29 DE FEVEREIRO DE 2020
MARTHA MEDEIROS
Amigos imaginários
Foi das boas surpresas cinematográficas deste verão: Jojo Rabbit. O filme (que ganhou o Oscar de melhor roteiro adaptado) é lúdico, divertido, inteligente e ousado: dá para imaginar um garotinho que tenha Hitler como amigo imaginário?
Pequena ainda, eu me fechava no quarto e cantava para plateias que só eu enxergava, mas um amigo imaginário, nunca tive. Uma pena, pois toda criança tem múltiplas razões para providenciar um cúmplice secreto e invisível que concorde com o plano de assaltar a geladeira de madrugada e que ajude a enfrentar os monstros embaixo da cama. Crianças têm medo e não gostam de se sentir sozinhas.
Hoje, crescidos, ainda temos amigos imaginários, e acho que é por medo também. Sabe aqueles milhares de nomes que te seguem no Facebook e no Instagram? Não custa lembrar: são amigos só na sua cabeça.
Não temos mais idade para fazer xixi na cama, mas ainda ficamos apavorados só de pensar na solidão, o bicho-papão de 10 entre 10 adultos. Em vez de aceitar que ela é parte de nós e que não é tão medonha assim, preferimos disfarçá-la através de uma socialização de faz de conta. Fotografo meu congrio com batatas, posto nas redes, 42 pessoas curtem, e já não estou almoçando sozinho.

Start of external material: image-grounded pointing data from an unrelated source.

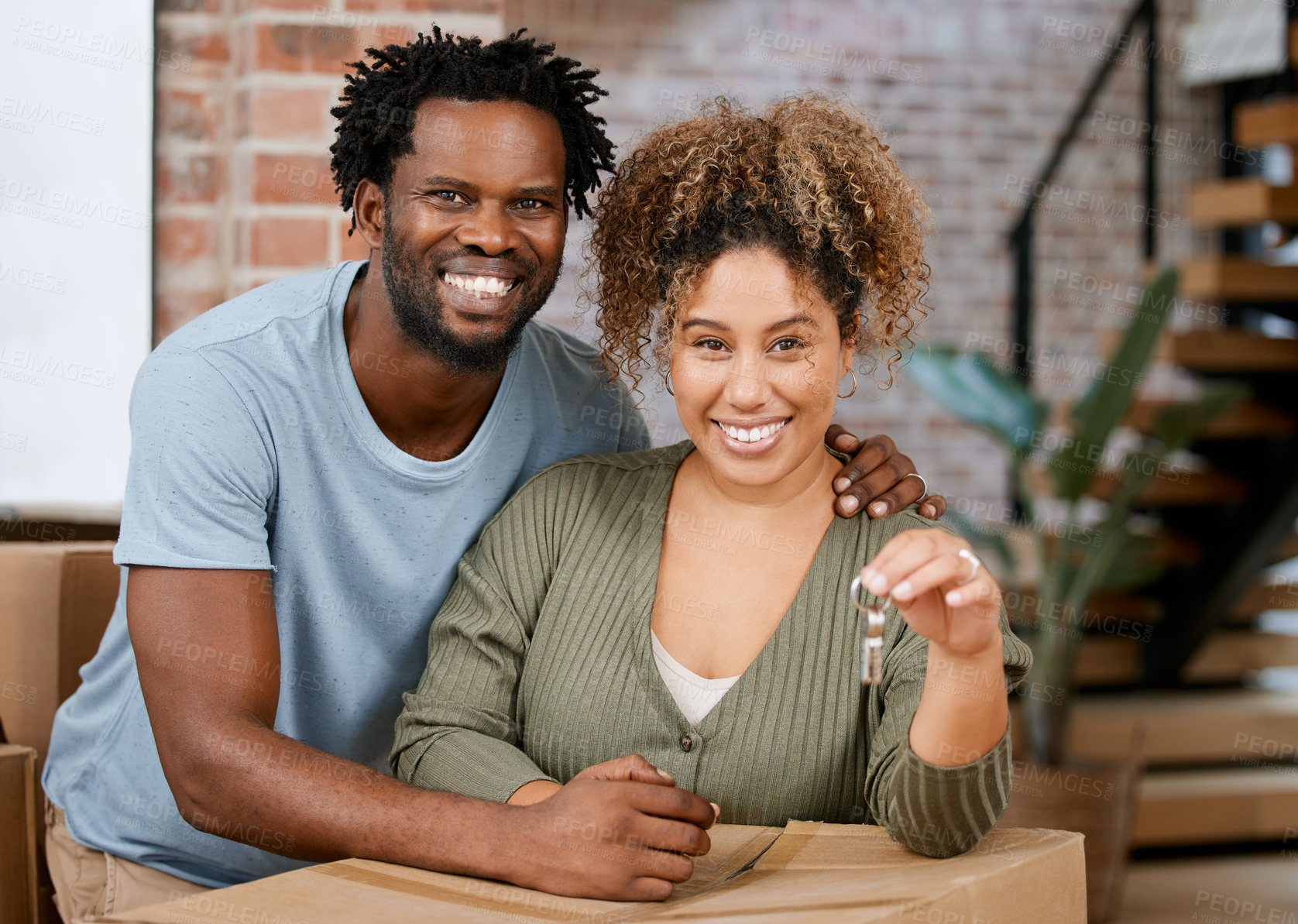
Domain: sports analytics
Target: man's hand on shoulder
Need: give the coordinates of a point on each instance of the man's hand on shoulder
(877, 479)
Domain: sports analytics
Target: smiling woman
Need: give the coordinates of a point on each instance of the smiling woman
(685, 610)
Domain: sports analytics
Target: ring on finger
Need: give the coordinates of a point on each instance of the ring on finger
(923, 483)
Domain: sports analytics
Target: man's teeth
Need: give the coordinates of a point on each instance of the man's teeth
(479, 286)
(752, 435)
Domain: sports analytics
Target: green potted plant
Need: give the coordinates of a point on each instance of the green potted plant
(1077, 555)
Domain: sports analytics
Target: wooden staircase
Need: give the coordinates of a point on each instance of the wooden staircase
(1221, 751)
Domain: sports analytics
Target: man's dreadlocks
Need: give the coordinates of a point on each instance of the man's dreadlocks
(378, 104)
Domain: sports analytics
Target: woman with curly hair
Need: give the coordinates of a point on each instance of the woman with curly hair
(688, 605)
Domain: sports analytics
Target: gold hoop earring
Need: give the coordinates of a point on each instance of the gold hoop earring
(853, 384)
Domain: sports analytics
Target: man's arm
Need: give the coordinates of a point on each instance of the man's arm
(213, 720)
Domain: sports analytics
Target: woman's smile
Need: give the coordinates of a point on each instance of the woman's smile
(752, 438)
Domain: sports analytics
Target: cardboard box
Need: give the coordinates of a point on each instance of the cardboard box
(55, 603)
(19, 823)
(805, 874)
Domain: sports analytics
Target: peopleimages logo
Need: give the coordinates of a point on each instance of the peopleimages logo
(33, 366)
(95, 48)
(38, 201)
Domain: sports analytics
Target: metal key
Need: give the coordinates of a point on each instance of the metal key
(871, 635)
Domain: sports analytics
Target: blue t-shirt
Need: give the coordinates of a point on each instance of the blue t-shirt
(252, 448)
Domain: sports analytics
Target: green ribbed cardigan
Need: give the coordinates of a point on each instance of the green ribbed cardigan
(541, 665)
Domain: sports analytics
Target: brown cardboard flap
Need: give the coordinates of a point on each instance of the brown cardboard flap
(17, 835)
(810, 874)
(55, 601)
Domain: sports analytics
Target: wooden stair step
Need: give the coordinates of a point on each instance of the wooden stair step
(1102, 606)
(1230, 654)
(1231, 351)
(1267, 122)
(1267, 596)
(1252, 420)
(1217, 806)
(1241, 200)
(1286, 549)
(1219, 278)
(1183, 727)
(1225, 655)
(1176, 489)
(1106, 661)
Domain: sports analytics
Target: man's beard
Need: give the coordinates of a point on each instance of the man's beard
(418, 311)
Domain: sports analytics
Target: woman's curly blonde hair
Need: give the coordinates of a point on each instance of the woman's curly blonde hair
(806, 178)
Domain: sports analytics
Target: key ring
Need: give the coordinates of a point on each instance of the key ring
(871, 634)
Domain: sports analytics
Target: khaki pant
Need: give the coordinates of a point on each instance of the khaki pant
(90, 883)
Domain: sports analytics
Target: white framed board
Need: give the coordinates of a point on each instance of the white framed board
(76, 249)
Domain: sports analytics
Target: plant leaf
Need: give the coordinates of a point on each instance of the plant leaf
(1177, 424)
(977, 392)
(1109, 399)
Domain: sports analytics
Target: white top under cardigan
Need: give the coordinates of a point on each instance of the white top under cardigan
(693, 695)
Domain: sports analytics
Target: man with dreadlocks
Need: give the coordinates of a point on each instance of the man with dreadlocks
(309, 464)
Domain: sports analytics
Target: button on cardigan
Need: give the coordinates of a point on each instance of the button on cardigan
(541, 664)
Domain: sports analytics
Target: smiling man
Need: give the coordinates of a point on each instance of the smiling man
(309, 462)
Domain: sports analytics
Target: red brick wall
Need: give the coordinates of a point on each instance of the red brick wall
(243, 188)
(971, 96)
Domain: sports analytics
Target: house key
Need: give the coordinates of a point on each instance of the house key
(871, 635)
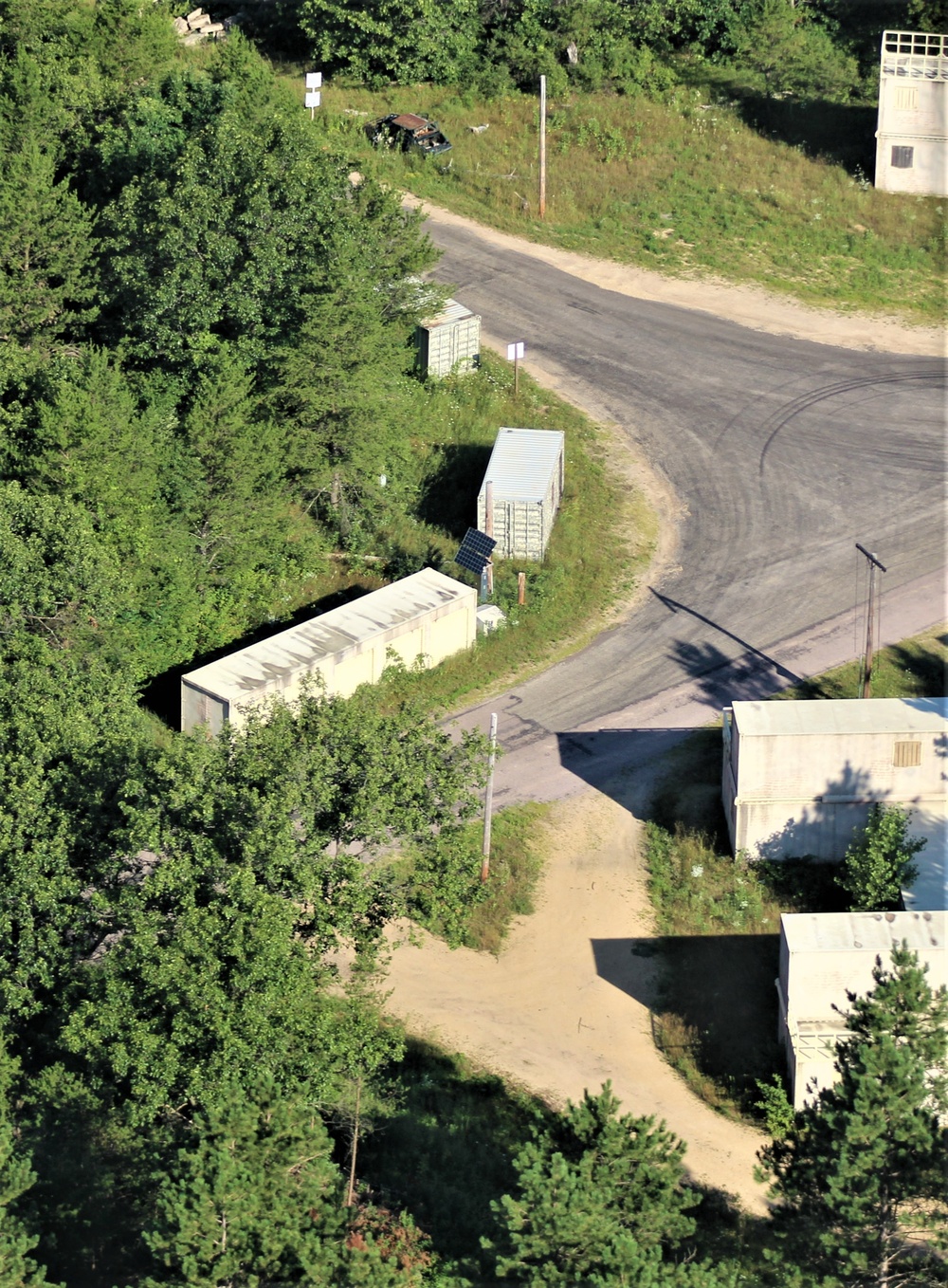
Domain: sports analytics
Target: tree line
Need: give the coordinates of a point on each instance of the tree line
(204, 370)
(813, 47)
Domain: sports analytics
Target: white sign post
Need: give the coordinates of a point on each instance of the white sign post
(516, 352)
(313, 96)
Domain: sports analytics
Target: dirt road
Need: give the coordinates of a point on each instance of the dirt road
(567, 1003)
(750, 305)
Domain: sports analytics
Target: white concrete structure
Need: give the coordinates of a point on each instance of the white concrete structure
(800, 777)
(912, 136)
(449, 341)
(823, 956)
(427, 617)
(526, 474)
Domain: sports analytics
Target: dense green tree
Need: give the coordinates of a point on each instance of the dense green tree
(198, 975)
(218, 904)
(17, 1267)
(879, 866)
(793, 54)
(599, 1198)
(393, 40)
(248, 540)
(862, 1169)
(64, 711)
(46, 273)
(252, 1197)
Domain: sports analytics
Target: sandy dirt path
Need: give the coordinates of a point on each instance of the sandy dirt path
(566, 1006)
(750, 305)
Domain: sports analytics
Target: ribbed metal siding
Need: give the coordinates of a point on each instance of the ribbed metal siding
(526, 475)
(448, 342)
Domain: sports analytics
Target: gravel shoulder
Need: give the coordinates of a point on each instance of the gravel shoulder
(749, 305)
(566, 1006)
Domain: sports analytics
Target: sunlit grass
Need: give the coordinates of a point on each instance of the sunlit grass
(683, 186)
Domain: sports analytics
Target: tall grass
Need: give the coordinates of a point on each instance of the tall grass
(683, 186)
(442, 888)
(603, 536)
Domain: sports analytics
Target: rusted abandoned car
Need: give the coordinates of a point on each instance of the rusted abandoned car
(409, 133)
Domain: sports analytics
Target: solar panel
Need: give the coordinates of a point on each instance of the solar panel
(476, 550)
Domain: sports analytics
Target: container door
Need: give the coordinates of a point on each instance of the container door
(202, 708)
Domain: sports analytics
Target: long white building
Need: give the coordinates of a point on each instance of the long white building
(420, 618)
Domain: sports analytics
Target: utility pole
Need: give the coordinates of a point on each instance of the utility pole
(542, 147)
(865, 688)
(488, 801)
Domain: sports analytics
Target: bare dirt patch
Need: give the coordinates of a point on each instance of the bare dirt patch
(749, 305)
(567, 1003)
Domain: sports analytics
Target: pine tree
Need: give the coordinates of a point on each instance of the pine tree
(599, 1198)
(865, 1166)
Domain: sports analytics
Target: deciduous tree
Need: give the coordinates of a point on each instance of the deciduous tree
(879, 866)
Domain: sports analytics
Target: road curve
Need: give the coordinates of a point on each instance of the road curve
(781, 452)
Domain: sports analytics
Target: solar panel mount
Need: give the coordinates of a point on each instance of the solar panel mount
(476, 550)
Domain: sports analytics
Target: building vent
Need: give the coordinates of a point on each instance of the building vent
(907, 755)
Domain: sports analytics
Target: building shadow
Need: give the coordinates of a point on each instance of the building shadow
(161, 694)
(449, 492)
(711, 999)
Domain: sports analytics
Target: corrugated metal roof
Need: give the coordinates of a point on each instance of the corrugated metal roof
(521, 463)
(841, 716)
(452, 312)
(865, 931)
(239, 675)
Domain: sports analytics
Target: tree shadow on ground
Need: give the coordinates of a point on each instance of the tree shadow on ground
(449, 492)
(161, 694)
(839, 132)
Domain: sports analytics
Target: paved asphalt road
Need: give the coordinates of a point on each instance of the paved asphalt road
(781, 452)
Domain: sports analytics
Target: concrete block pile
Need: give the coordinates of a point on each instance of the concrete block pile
(197, 26)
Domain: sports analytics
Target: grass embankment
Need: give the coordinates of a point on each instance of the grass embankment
(684, 186)
(720, 914)
(442, 888)
(603, 537)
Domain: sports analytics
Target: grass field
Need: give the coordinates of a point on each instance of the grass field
(603, 537)
(697, 184)
(442, 888)
(720, 914)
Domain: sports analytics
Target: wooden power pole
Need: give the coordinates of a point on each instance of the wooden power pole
(866, 687)
(542, 147)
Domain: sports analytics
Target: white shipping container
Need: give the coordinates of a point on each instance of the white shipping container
(526, 474)
(449, 341)
(427, 616)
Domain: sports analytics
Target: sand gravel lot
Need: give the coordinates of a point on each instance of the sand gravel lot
(542, 1015)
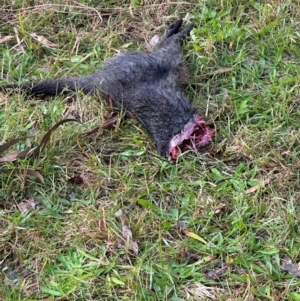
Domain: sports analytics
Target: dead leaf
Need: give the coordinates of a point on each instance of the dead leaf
(26, 171)
(288, 266)
(7, 145)
(43, 40)
(35, 173)
(26, 205)
(194, 236)
(127, 234)
(5, 39)
(221, 70)
(201, 291)
(256, 187)
(15, 155)
(47, 136)
(216, 273)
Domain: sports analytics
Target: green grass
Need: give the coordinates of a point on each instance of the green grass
(240, 196)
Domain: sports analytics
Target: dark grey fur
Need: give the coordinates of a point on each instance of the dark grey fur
(145, 84)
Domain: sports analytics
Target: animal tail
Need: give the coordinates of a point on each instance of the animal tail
(51, 87)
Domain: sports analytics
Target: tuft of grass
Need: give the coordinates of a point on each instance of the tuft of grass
(216, 224)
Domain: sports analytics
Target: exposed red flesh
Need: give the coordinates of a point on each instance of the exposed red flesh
(194, 135)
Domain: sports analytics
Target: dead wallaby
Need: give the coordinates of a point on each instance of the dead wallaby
(148, 86)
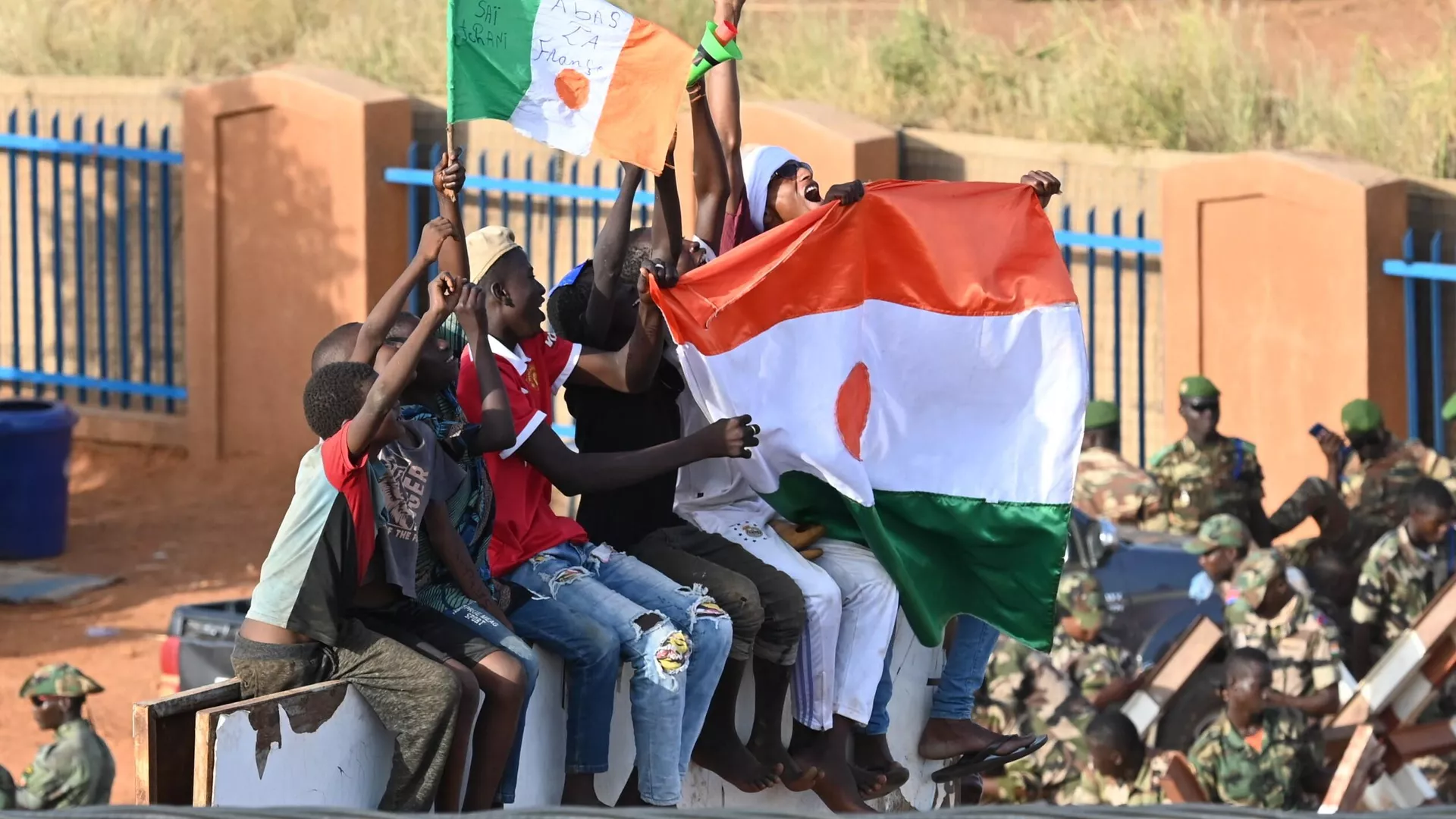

Enquanto isso, a Maria, uma das que curtiu seu peixe com batatas, está compartilhando um texto sobre política e recebendo dezenas de aprovações em forma de likes, e o João, que também curtiu seu congrio, está postando a foto da afilhada que hoje faz 15 anos. Todos com o celular na mão buscando a confirmação de que não estão sós.
É uma cachaça, eu sei, também posto. Mas temos que falar sobre isso. Ficar tanto tempo no celular, ao contrário do que parece, é a maneira mais rápida de sucumbir à solidão, pois não se está com ninguém, nem consigo próprio. Desperdiçamos um tempo que poderia ser dedicado à introspecção, à leitura, à música - à nossa insubstituível companhia.
Tem muita coisa interessante na timeline de pessoas interessantes, e muita bobagem na timeline dos bobos. Sabendo fazer uma filtragem, as redes se tornam proveitosas fontes de informação. Se, além disso, elas forem usadas para dar o pontapé inicial numa relação de amizade, profissional, romântica ou sexual, ótimo - a internet ajuda a adiantar o serviço. Mas, se a ideia é apenas colecionar milhares de seguidores, adicionar o amigo do amigo do amigo de algum conhecido, sem jamais transformar isso em alguma experiência de troca real, aí é só um exercício de ilusão para amenizar carências infantis. Serão sempre amigos imaginários que, caso você conhecesse mesmo, talvez não merecessem se sentar com você à mesa para compartilhar seu peixe com batatas.